Ничего не случилось.

Может, оно мои мысли прочтет? предположил он и вообразил поезд: старинный паровоз, пыхая, ползет по рельсам. Опять ничего. В чистой поверхности семечка отражался темнеющий небосклон. Ей, по необходимости, всегда была свойственна тонкость. Марья никогда не вручала подарка, не продумав предварительно это действие дни напролет. Пока он стоял неподвижно, весенний морозец прокрался под пальто, подбитое волчьим мехом. Косонен запрыгал, потирая руки, чтобы согреться.

С этими движениями пришла идея. Он нахмурился, продолжая глядеть на семя, и выудил из кармана записную книжку. Вероятно, пора воспользоваться другим подарком Марьи — впрочем, это мог быть и авансовый платеж, как посмотреть. Не успел он записать первые строчки, как слова ринулись ему в мозг, словно пробудившиеся после спячки животные. Он захлопнул записную книжку, прокашлялся и продекламировал:

эти рельсы износились
от колес
записавших имя
каждого пассажира
милями и сталью

— он сказал —

и хорошо что
годы пожирали
нашу плоть тоже
мы стали тонкими и легкими
а рельсы все еще прочны
и донесут нас в город
на поезде из стекла и слов.

Белиберда, подумал он. Неважно. Радость слов разлилась по его жилам, словно водка. Жаль, что не сработало…

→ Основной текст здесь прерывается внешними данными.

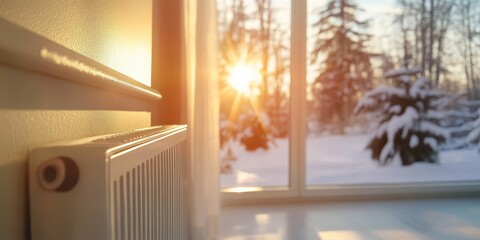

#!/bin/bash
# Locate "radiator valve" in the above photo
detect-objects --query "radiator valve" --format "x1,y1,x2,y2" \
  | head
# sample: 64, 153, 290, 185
37, 157, 80, 192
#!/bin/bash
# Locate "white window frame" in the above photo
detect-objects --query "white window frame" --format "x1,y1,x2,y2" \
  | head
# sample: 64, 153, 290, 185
222, 0, 480, 205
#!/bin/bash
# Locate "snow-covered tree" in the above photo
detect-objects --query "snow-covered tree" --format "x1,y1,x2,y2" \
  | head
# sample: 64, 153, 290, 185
311, 0, 372, 133
355, 68, 449, 165
467, 109, 480, 146
238, 111, 274, 151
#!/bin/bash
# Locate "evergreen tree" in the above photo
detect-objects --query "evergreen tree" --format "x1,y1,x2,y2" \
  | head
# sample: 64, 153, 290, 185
355, 68, 449, 165
311, 0, 372, 133
467, 109, 480, 145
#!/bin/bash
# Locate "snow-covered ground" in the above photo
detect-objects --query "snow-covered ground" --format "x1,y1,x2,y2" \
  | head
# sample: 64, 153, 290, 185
221, 135, 480, 187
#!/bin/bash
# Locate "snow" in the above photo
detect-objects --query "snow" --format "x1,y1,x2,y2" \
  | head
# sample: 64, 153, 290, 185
221, 134, 480, 187
408, 135, 419, 148
383, 67, 422, 78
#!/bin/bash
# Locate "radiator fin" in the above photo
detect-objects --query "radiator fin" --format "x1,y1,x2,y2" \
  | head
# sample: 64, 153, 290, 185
112, 142, 188, 240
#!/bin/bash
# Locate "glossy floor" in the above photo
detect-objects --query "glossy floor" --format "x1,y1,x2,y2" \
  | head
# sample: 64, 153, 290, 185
220, 198, 480, 240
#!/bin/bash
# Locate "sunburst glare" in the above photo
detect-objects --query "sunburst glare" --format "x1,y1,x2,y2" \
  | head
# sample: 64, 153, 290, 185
228, 62, 261, 96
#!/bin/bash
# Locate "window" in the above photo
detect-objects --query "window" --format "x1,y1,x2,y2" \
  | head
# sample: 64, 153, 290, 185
218, 0, 480, 200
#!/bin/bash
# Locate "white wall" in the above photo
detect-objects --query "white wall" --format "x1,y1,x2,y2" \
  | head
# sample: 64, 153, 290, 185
0, 0, 154, 240
0, 0, 152, 86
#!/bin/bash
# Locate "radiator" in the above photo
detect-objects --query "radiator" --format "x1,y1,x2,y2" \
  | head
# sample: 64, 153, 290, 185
29, 126, 189, 240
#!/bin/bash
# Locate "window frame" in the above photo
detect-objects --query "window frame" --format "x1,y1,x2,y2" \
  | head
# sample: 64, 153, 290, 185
221, 0, 480, 205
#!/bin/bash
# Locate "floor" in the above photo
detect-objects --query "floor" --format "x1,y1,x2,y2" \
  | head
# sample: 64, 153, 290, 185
220, 198, 480, 240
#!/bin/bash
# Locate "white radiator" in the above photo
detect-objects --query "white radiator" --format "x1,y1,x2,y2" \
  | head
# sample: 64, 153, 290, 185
29, 126, 189, 240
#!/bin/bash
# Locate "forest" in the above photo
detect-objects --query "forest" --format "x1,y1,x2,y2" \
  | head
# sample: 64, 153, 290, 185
217, 0, 480, 186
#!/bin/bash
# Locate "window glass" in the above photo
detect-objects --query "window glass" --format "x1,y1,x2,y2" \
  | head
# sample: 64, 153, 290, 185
217, 0, 290, 188
306, 0, 480, 186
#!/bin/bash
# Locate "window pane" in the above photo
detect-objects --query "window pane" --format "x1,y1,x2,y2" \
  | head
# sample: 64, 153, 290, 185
217, 0, 290, 188
306, 0, 480, 185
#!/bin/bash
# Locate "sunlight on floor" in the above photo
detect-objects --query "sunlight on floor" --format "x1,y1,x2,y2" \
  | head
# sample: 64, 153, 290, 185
318, 231, 365, 240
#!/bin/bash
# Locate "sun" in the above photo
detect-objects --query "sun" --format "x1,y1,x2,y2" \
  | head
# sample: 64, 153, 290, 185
228, 62, 261, 95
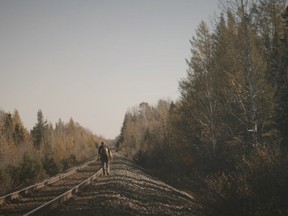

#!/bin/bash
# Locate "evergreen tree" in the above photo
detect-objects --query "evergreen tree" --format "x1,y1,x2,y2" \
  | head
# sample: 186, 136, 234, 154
31, 110, 48, 150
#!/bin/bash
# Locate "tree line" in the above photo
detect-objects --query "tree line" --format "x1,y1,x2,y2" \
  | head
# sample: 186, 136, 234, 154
116, 0, 288, 216
0, 110, 101, 194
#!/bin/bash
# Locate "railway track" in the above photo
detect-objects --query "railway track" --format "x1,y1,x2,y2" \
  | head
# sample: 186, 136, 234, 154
0, 160, 101, 216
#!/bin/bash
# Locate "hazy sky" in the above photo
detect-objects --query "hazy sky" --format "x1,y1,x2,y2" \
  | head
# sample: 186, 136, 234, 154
0, 0, 218, 138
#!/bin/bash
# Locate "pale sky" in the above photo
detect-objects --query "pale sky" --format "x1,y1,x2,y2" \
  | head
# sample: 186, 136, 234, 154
0, 0, 219, 139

Контуры семени размылись. Оно будто взорвалось, расширившись до раскаленно-белой сферы. Косонена хлестнуло волной тепла. Мимо шмыгнули сверкающие щупальца, выдрали углерод и металл из деревьев и рельс. Заплясали в воздухе, как дуги электросварки, очертили поверхности и линии.

И вдруг появился поезд.

Он был прозрачный, стены — бумажно-тонкие, колеса — изящно-ажурные, словно его сработал стеклодув. Мультяшный набросок паровоза: один вагон с паутиннотонкими креслами внутри, все так, как Косонен и представил.

Он поднялся внутрь, опасаясь, что тонкая структура распадется под его тяжестью, но та оказалась прочной, как скала. Наносемя невинно лежало на полу вагона, словно было тут ни при чем. Косонен аккуратно подобрал его, вынес наружу и зарыл в снег, оставив в качестве указателей свои лыжи и палки. Потом впрягся в рюкзак, снова забрался в поезд и сел в одно из паутинных кресел. Поезд, ни с чем не соединенный, пришел в плавное движение. Косонену мерещилось, что рельсы внизу шепчут, но он не слышал слов.

Он смотрел, как скользит мимо темнеющий лес. Тяжесть дневного перехода давила на конечности. Память о снеге под лыжами растаяла в движении поезда, и вскоре Косонен уснул.


Когда он проснулся, было темно. На горизонте грозовой тучей полыхал янтарный файервол.